Beim Knipsen der Toten trifft der Pressefotograf auf eine Witwe (Anna Laudere), die mütterlich-warmherzig ihren Mantel jenem Soldaten umlegt, der weiter reglos am Portalrahmen zusammengesunken kauert. Enorme Bedeutung gewinnt in diesem Ballett das darstellerische Element – bis hin zum Erscheinen des Ersten Solisten Aleix Martinez. Er trägt einen weißen Koffer mit sich, ein bei Neumeier oft wiederkehrendes Requisit. Einmal fallen ihm Erinnerungen in Form von Fotos und einem Kinderspielzeug heraus. Später wiegt er zu schwer, um ihn von der Bühne zu schieben. Martinez vermag sich dahinter nahezu komplett unsichtbar zu machen. Auch in seinem Gestenvokabular schrumpft er oft in regelrecht butohesker Manier in sich zusammen. Krieg und Vertreibung werden in ihrer für jeden machtlosen Beobachter aufwühlenden Unfassbarkeit durch seine dominante, im Sondieren von Situationen anders geartete Gefühlspräsenz unweigerlich allgegenwärtig.
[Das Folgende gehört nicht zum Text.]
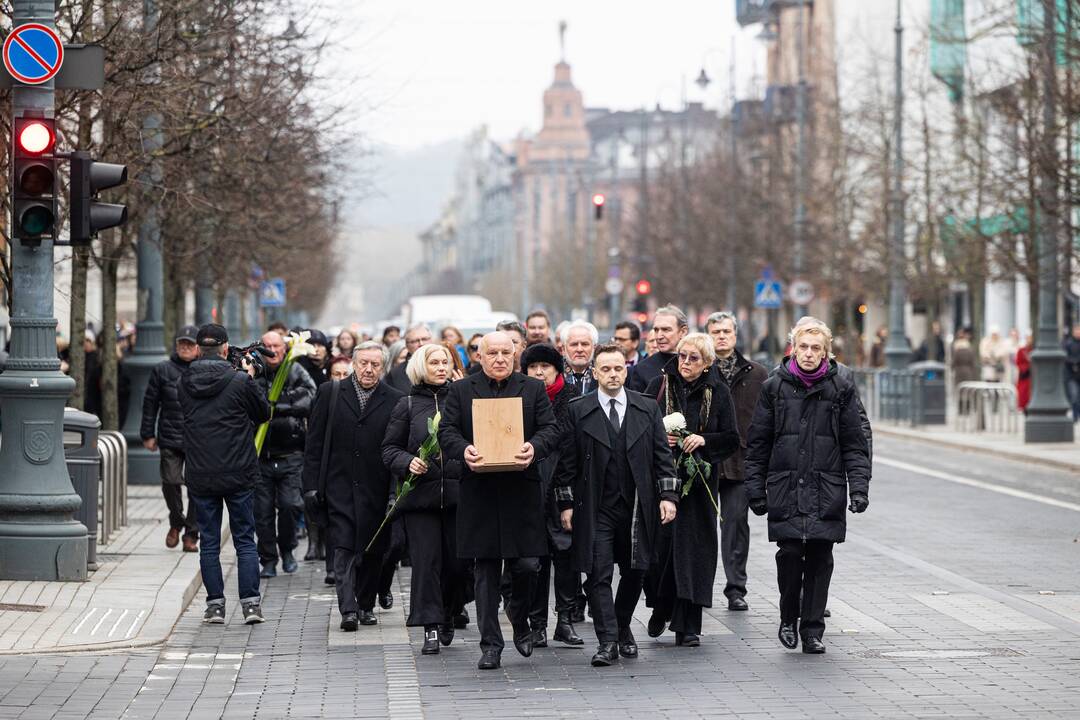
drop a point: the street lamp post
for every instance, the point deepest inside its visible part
(895, 347)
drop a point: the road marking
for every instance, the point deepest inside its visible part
(993, 487)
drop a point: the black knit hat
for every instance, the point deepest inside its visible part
(541, 353)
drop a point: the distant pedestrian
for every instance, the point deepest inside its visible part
(807, 452)
(221, 409)
(162, 431)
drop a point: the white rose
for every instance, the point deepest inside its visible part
(674, 423)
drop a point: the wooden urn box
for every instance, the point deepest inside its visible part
(498, 433)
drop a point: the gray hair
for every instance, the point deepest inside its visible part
(674, 312)
(375, 344)
(720, 316)
(594, 335)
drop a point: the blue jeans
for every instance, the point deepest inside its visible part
(242, 525)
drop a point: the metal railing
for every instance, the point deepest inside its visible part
(112, 503)
(987, 407)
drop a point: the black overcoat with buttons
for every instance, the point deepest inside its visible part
(359, 485)
(807, 449)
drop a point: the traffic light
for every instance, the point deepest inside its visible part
(34, 179)
(89, 216)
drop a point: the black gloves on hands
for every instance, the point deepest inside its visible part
(859, 502)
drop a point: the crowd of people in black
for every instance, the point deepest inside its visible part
(635, 451)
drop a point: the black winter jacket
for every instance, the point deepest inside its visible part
(221, 409)
(807, 449)
(288, 425)
(406, 432)
(162, 396)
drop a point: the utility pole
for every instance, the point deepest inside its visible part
(39, 538)
(1048, 415)
(149, 329)
(895, 348)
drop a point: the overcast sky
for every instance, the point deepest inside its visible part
(432, 69)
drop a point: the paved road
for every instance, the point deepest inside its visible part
(942, 607)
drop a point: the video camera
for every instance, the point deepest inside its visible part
(253, 353)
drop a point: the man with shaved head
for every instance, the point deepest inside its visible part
(500, 515)
(278, 499)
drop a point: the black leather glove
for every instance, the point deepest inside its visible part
(859, 502)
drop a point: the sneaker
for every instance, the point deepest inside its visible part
(253, 613)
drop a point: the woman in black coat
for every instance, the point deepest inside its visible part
(807, 450)
(358, 485)
(680, 581)
(430, 511)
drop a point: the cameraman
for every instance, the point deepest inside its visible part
(278, 501)
(221, 408)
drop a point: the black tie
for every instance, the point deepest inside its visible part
(613, 416)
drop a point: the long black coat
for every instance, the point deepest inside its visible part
(807, 449)
(499, 514)
(358, 483)
(691, 545)
(406, 432)
(584, 461)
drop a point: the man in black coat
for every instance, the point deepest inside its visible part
(358, 485)
(611, 477)
(670, 326)
(744, 379)
(162, 429)
(278, 503)
(221, 409)
(807, 451)
(500, 515)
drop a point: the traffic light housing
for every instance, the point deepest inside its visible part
(34, 179)
(90, 216)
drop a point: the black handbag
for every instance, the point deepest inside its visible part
(318, 511)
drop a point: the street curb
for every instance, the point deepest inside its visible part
(1006, 454)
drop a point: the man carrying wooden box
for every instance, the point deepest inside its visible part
(499, 421)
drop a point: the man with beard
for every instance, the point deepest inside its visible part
(612, 477)
(500, 514)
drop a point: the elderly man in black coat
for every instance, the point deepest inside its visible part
(807, 452)
(358, 484)
(500, 514)
(616, 486)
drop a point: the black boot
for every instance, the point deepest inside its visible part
(565, 632)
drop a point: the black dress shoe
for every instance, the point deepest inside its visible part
(787, 636)
(607, 654)
(628, 646)
(523, 642)
(430, 640)
(687, 640)
(657, 625)
(489, 661)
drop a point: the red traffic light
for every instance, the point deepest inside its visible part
(36, 138)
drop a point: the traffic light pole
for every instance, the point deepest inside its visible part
(39, 539)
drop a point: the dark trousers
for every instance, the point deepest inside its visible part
(610, 545)
(242, 526)
(358, 575)
(804, 570)
(734, 537)
(488, 573)
(435, 588)
(172, 488)
(278, 505)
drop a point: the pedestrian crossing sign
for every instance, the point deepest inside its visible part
(768, 295)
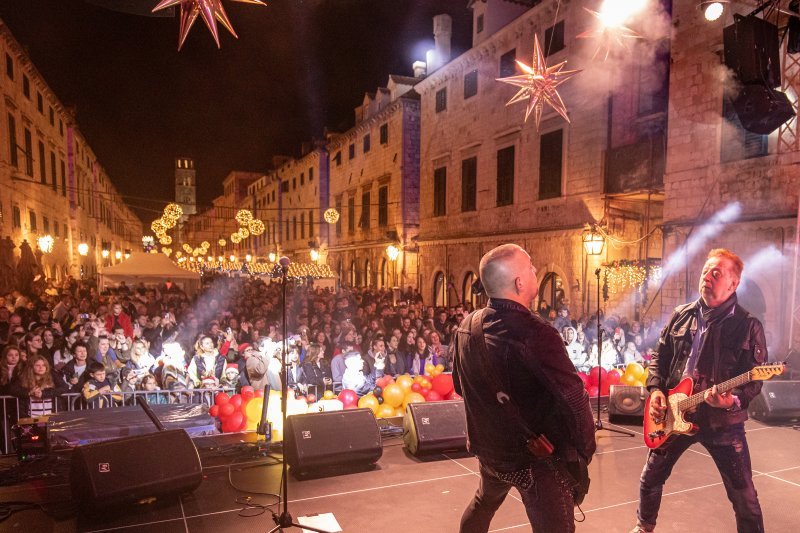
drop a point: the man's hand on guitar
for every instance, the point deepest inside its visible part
(658, 406)
(722, 400)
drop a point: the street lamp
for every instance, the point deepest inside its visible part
(46, 243)
(593, 241)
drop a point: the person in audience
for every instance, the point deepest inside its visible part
(10, 368)
(37, 388)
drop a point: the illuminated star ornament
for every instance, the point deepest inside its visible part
(211, 11)
(538, 85)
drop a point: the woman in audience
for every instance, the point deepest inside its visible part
(36, 388)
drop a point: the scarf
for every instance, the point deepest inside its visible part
(710, 343)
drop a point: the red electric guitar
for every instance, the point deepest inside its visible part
(680, 399)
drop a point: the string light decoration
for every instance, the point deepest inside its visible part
(244, 216)
(625, 274)
(158, 227)
(331, 215)
(256, 227)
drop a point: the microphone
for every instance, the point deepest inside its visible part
(284, 262)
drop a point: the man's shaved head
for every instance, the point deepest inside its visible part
(506, 272)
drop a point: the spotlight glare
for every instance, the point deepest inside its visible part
(713, 11)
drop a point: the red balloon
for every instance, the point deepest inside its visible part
(433, 396)
(348, 397)
(221, 398)
(236, 401)
(443, 384)
(595, 374)
(226, 410)
(235, 420)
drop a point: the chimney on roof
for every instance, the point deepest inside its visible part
(442, 32)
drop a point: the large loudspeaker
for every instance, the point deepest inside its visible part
(779, 401)
(751, 51)
(435, 427)
(761, 109)
(316, 442)
(127, 470)
(626, 404)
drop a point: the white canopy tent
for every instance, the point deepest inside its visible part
(150, 269)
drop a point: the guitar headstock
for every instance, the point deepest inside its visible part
(764, 372)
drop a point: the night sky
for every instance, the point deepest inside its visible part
(297, 67)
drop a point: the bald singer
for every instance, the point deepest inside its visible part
(528, 414)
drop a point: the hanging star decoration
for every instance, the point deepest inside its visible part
(211, 11)
(538, 85)
(609, 34)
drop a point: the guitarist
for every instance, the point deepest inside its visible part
(710, 340)
(527, 412)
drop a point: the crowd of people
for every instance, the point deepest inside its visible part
(75, 344)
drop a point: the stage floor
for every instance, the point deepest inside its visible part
(404, 494)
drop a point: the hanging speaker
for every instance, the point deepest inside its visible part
(751, 50)
(626, 404)
(761, 109)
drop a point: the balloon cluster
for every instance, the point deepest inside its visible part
(599, 381)
(390, 397)
(239, 412)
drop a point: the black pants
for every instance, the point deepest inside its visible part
(547, 498)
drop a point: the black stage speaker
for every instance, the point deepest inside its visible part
(626, 404)
(316, 442)
(761, 109)
(751, 51)
(435, 427)
(128, 470)
(779, 401)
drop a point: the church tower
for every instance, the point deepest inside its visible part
(185, 186)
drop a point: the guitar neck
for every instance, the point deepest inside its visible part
(725, 386)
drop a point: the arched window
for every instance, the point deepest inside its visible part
(439, 290)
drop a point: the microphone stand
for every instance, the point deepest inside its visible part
(284, 520)
(598, 424)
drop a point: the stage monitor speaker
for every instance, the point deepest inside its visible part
(761, 109)
(751, 51)
(626, 404)
(316, 442)
(779, 401)
(435, 427)
(131, 469)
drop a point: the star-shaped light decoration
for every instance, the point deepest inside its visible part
(538, 85)
(211, 11)
(609, 33)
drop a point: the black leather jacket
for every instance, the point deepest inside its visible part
(518, 342)
(743, 346)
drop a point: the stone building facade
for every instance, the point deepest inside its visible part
(51, 182)
(374, 185)
(488, 177)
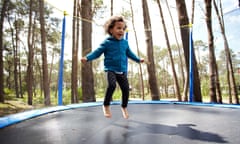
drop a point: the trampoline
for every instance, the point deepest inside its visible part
(149, 123)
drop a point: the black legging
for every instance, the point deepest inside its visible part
(122, 80)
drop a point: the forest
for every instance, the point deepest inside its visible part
(176, 64)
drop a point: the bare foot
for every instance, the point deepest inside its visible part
(125, 113)
(107, 112)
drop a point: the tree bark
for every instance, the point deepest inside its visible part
(88, 91)
(152, 79)
(212, 58)
(74, 75)
(47, 100)
(3, 10)
(184, 29)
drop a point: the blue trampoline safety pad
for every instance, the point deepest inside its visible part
(16, 118)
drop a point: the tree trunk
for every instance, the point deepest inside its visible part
(30, 58)
(183, 23)
(3, 10)
(176, 85)
(138, 51)
(87, 72)
(74, 75)
(179, 49)
(212, 58)
(47, 100)
(152, 80)
(228, 55)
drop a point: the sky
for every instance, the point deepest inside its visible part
(231, 17)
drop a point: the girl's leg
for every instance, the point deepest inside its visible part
(124, 85)
(111, 85)
(111, 79)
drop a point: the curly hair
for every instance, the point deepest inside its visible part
(111, 23)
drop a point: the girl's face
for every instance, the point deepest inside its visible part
(118, 30)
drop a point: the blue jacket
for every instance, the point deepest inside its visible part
(116, 54)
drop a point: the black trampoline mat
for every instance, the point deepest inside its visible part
(148, 124)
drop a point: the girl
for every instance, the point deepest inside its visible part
(116, 53)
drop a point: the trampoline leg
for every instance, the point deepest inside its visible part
(107, 112)
(125, 113)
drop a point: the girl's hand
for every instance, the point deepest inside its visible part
(141, 60)
(83, 59)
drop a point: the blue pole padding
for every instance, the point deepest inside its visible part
(191, 67)
(126, 35)
(61, 63)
Was für eine aufreibende Partie, zu der Aleix Martinez gewiss selbst viel kreativ beigetragen hat. Sie ist handwerklich und tänzerisch raffiniert gestrickt und ermöglicht Neumeier, der häufig mit der Wirkung von Kontrasten arbeitet, immer wieder aufs Neue gegensätzliche emotionale Ausdrucksebenen miteinander zu verzahnen. Auf wundersame Weise bleibt damit das Gebethafte, die Sehnsucht im Rahmen einer Messe bis zum Schluss gewahrt. Ganz am Ende knien die Tänzer nieder und strecken jeweils einen Arm mit nach oben gedrehter Handfläche nach vorne aus. Für seine Friedensbitte genügt Neumeier nach zwei Stunden beeindruckender kitschfreier Tanz- und Spielleistungen (trotz weißer Türen, die die Gefallenen in weißes Licht führen) eine einzige, summierende, schlichte Pose. Nicht alles war, aber das ist grandios.